Some chefs plan the opening of their own restaurant for years—working with the right mentors to get the requisite experience and planning the decor, menu and dishware in their minds ahead of the moment they set out on their own.

That was never true for Callie Speer, owner of Holy Roller.

“I had zero intentions ever of opening a restaurant,” Speer said. “And in fact, if you had asked me 48 hours before I signed the deal to open the place, I would have told you you were crazy.”

But two years ago, the right circumstances aligned for Speer. She had recently left her position at Geraldine’s in the Hotel Van Zandt.

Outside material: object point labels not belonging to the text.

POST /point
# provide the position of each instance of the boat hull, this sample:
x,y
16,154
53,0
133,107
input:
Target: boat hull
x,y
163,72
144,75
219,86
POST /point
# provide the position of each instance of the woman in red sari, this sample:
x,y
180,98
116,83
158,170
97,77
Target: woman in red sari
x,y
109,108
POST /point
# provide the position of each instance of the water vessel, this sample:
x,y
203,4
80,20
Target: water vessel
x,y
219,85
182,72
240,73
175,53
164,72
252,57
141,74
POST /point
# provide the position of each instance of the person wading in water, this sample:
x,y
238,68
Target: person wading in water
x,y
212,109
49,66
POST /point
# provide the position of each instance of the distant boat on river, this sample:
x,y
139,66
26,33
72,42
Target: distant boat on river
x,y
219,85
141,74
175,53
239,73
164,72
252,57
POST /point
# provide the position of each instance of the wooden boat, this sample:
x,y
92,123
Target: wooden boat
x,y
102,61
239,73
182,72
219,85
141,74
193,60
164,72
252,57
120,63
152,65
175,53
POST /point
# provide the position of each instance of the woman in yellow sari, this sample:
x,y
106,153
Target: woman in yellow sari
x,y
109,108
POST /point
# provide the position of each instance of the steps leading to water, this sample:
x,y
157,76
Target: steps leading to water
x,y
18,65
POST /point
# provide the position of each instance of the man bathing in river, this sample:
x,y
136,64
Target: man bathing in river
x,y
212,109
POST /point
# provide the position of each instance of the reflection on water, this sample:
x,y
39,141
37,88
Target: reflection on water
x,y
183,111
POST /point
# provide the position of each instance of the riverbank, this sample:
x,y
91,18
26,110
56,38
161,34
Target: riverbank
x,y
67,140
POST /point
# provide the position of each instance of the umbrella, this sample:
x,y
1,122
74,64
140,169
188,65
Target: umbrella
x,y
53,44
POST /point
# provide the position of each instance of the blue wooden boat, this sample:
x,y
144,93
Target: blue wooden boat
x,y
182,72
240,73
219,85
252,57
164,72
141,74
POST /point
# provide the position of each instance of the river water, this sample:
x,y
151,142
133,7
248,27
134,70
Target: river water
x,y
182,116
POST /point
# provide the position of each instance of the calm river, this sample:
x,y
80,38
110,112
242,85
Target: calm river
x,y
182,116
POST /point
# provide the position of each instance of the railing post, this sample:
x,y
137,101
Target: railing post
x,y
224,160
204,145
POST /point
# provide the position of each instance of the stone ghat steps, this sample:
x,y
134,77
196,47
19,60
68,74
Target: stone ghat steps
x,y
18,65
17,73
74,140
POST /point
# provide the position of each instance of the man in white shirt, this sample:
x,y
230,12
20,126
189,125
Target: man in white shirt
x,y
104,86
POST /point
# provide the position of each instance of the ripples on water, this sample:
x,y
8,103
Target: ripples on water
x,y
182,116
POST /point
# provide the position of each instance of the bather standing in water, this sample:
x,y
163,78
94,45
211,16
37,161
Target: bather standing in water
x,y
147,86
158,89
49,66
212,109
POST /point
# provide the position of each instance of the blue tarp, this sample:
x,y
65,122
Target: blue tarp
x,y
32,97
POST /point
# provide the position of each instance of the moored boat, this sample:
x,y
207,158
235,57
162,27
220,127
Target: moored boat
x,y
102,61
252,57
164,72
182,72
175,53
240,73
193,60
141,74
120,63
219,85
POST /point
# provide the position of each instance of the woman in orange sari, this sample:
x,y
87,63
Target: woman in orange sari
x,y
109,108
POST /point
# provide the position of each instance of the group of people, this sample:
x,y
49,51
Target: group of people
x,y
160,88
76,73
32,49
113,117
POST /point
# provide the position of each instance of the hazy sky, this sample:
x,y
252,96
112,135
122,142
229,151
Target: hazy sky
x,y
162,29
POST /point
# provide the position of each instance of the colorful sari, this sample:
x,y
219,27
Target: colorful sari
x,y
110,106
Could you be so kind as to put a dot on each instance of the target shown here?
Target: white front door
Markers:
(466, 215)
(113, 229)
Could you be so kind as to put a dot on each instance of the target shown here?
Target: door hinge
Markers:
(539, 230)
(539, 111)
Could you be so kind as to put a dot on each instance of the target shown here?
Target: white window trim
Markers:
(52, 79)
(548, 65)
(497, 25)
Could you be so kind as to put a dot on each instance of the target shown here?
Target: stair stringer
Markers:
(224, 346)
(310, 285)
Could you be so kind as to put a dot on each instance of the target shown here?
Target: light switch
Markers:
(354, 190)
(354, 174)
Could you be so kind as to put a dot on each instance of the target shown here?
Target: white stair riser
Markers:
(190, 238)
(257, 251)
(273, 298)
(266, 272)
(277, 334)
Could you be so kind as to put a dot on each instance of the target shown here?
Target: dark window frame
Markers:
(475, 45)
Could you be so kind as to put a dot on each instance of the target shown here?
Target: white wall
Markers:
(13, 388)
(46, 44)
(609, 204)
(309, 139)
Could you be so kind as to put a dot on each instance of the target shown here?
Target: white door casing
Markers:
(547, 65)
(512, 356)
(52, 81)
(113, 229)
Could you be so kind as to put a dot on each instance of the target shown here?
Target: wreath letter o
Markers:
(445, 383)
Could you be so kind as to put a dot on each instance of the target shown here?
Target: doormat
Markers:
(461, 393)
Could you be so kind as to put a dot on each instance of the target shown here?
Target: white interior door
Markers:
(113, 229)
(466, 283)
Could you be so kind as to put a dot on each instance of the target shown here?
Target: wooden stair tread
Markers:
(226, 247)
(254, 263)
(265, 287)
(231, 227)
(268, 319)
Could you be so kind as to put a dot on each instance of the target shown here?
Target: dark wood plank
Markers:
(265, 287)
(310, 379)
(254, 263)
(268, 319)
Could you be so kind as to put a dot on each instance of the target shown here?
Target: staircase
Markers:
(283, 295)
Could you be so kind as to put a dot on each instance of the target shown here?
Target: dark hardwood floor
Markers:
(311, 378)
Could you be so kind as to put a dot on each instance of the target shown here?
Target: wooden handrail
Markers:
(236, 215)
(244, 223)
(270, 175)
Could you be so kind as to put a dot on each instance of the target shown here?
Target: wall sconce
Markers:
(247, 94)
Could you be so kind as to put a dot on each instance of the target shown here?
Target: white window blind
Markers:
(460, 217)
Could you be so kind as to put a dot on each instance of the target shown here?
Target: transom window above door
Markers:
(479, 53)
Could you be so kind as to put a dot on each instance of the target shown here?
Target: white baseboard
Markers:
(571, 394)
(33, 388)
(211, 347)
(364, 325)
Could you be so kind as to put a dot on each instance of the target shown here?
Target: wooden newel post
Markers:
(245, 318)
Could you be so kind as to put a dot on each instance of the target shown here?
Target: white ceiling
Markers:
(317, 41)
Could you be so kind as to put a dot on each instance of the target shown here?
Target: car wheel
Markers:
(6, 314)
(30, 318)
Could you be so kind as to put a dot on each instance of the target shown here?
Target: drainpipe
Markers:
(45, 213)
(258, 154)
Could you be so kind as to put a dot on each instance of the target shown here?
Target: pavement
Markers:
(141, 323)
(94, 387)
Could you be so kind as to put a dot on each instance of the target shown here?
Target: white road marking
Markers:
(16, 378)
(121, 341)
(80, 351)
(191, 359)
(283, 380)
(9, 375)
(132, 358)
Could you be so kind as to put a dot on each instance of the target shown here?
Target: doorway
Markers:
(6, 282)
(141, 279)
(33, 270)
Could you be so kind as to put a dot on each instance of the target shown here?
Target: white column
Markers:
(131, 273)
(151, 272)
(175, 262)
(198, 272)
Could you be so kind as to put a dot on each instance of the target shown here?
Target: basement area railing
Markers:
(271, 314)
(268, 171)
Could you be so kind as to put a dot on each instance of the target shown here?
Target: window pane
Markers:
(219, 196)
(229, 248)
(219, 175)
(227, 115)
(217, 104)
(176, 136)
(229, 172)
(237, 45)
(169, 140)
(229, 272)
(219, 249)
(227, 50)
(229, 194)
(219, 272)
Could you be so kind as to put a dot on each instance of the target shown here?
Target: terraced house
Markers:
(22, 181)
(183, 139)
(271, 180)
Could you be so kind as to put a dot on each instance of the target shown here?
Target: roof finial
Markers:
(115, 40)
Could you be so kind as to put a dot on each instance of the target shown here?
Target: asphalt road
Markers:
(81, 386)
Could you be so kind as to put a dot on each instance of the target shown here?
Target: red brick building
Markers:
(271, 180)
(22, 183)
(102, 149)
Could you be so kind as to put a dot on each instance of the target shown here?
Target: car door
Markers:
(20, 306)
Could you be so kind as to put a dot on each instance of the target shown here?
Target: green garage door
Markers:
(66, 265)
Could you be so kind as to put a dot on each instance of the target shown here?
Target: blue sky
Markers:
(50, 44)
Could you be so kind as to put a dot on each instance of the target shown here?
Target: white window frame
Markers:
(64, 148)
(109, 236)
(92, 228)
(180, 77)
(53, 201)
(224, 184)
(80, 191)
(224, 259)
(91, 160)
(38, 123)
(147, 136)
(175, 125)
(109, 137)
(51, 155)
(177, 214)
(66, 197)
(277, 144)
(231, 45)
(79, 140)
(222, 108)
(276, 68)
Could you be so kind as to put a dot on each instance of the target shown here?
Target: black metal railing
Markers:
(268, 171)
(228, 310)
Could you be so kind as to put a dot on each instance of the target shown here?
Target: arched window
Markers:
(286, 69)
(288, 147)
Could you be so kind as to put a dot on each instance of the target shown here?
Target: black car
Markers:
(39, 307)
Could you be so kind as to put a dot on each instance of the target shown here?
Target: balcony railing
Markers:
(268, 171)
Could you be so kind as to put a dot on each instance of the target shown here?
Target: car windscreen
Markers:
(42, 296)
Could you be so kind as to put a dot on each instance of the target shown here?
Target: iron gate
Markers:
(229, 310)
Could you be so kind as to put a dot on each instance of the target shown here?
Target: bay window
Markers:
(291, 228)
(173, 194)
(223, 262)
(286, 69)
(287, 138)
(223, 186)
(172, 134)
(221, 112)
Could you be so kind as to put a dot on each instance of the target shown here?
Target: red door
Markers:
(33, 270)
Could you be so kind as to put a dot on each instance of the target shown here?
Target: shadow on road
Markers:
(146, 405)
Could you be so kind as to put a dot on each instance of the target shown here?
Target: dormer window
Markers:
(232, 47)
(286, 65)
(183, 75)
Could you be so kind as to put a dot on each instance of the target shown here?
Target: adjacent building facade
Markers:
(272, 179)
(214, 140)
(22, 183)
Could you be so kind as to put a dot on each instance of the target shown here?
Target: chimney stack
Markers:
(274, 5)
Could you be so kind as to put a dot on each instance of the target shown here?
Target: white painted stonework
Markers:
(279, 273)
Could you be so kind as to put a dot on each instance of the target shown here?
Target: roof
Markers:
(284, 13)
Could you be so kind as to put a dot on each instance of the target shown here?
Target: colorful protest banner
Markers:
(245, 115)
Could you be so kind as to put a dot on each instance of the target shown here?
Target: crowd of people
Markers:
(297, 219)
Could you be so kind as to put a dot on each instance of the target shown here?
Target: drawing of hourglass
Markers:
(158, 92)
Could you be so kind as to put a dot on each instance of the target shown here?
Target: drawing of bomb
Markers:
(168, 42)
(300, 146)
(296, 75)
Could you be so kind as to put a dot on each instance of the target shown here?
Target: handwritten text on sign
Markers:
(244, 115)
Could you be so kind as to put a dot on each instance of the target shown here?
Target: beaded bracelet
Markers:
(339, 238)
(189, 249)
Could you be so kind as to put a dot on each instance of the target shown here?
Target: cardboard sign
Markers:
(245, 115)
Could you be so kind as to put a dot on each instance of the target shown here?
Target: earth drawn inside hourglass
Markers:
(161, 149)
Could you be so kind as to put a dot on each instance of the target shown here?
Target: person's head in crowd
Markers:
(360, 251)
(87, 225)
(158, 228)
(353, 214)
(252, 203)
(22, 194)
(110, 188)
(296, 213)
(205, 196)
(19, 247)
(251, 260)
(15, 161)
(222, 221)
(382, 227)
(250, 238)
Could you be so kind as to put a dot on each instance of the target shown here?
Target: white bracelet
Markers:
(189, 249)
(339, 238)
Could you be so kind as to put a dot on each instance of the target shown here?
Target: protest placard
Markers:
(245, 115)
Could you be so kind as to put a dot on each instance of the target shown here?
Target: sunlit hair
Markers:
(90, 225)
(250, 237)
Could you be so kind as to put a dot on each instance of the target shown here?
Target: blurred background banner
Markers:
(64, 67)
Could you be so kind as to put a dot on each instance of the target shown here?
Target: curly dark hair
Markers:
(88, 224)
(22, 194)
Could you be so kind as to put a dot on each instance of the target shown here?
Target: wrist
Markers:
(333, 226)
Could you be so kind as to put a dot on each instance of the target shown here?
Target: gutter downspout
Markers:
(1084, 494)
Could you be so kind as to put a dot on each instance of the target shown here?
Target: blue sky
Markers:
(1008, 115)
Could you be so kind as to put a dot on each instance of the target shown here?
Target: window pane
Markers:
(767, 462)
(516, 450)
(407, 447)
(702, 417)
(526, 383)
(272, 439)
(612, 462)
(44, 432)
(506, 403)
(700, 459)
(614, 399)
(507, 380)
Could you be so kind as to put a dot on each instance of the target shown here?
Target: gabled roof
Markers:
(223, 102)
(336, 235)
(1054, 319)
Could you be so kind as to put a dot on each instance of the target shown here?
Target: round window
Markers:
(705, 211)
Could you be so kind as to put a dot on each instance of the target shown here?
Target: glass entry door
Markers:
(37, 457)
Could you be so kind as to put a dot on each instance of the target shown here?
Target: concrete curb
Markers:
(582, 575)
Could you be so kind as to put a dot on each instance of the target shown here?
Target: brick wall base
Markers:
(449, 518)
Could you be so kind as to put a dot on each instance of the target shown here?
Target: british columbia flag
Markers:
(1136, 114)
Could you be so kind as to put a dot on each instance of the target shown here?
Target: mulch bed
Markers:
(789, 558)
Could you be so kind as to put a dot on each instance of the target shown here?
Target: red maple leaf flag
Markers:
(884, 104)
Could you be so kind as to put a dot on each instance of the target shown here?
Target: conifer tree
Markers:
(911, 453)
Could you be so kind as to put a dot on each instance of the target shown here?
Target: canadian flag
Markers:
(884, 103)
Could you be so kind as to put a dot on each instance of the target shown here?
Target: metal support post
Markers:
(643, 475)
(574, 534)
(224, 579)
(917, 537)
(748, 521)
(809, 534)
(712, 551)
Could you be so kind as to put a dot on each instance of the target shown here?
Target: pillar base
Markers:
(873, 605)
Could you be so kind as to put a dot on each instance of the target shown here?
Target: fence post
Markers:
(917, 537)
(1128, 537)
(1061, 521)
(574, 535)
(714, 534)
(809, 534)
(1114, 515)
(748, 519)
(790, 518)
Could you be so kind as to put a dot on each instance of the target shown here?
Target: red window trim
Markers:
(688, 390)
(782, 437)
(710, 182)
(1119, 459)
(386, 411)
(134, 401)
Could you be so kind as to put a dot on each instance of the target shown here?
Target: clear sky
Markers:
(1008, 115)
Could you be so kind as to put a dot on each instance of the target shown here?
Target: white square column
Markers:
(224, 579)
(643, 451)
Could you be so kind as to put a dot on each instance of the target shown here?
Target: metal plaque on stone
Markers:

The owner of the previous tenant at 509 Rio Grande St.—Wahoo’s Fish Tacos—was ready to move on, and Rick Singleton, founding principal at Scenic Capital, wanted to back a neighborhood spot that would prop up the private equity firm’s investment in the forthcoming Canopy by Hilton hotel across the street.

“I don’t really think I fully believed it until we shut the place down, started tearing things out of here and really started working on it. That was in September [2016], and then in July [2017] we opened,” Speer said.

In the two years since, Holy Roller has been serving up a menu featuring all-day brunch and comfort food to diners, a menu Speer said focuses on “deeply nostalgic things that make people happy.”

The spot’s decor features a pair of roller skates on the wall—a nod to the pun in the restaurant’s name—a portrait of punk rocker Iggy Pop and a confessional where guests leave notes that can serve as inspiration for Holy Roller’s cocktail menu.

The goal, Speer said, when she envisioned Holy Roller two years ago, was to create an irreverent, fun place where she and her staff would want to hang out.

“It’s kind of an embodiment of all the things I really like,” she said.